The reason I bring up cryptography, however, is to show that it IS
possible to defend against adversaries with enormous resources at
comparatively little cost, at least in certain situations. The Singularity
tunneling problem should not be dismissed out of hand as being unsolvable,
but rather deserves to be studied seriously. There is a very realistic
chance that the Singularity may turn out to be undesirable to many of us.
Perhaps it will be unstable and destroy all closely-coupled intelligence.
Or maybe the only entity that emerges from it will have the "personality"
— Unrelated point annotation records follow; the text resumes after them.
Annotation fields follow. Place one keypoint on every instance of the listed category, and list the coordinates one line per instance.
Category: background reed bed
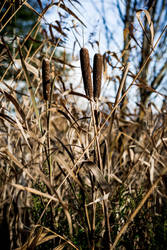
(74, 178)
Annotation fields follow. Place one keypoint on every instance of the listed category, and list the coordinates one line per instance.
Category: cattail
(86, 72)
(97, 75)
(46, 79)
of the Blight. It is important to be able to try again if the first
Singularity turns out badly.
"I do have some early role models. I recall wanting to be a real-life version of the fictional "Sandor Arbitration Intelligence at the Zoo" (from Vernor Vinge's novel A Fire Upon the Deep) who in the story is known for consistently writing the clearest and most insightful posts on the Net. And then there was Hal Finney who probably came closest to an actual real-life version of Sandor at the Zoo, and Tim May who besides inspiring me with his vision of cryptoanarchy was also a role model for doing early retirement from the tech industry and working on his own interests/causes."
A few people have pointed out that Sandor at the Zoo was more likely a reference to someone else, of course: ""The Zoo" etc. was a reference to Henry Spencer, who was known on Usenet for his especially clear posts. He posted from utzoo (University of Toronto Zoology.)"
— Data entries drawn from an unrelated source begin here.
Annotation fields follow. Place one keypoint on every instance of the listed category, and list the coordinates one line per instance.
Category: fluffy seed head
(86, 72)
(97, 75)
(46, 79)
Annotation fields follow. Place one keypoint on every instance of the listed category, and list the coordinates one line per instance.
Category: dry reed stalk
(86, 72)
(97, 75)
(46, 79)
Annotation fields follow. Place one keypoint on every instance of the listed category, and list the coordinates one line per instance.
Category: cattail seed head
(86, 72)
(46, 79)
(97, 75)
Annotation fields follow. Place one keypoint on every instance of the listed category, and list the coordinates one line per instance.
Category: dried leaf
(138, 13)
with respect, we don’t know if he was spot on. Companies shoehorning language models into their products is a far cry from the transformative societal change he describes will happen. nothing like a singularity has yet happened at the scale he describes, and might not happen without more fundamental shifts/breakthroughs in AI research.
What we're seeing right now with LLMs is like music in the late 30s after the invention of the electric guitar. At that point people still have no idea how to use it so, so they were treating it like an amplified acoustic guitar. It took almost 40 years for people to come up with the idea of harnessing feedback and distortion to use the guitar to create otherworldly soundscapes, and another 30 beyond that before people even approached the limit of guitar's range with pedals and such.
LLMs are a game changer that are going to enable a new programming paradigm as models get faster and better at producing structured output. There are entire classes of app that couldn't exist before because there there was a non-trivial "fuzzy" language problem in the loop. Furthermore I don't think people have a conception of how good these models are going to get within 5-10 years.
> Furthermore I don't think people have a conception of how good these models are going to get within 5-10 years.
Pretty sure it's quite the opposite of what you're implying: People see those LLMs who closely resemble actual intelligence on the surface, but have some shortcomings. Now they extrapolate this and think it's just a small step to perfection and/or AGI, which is completely wrong.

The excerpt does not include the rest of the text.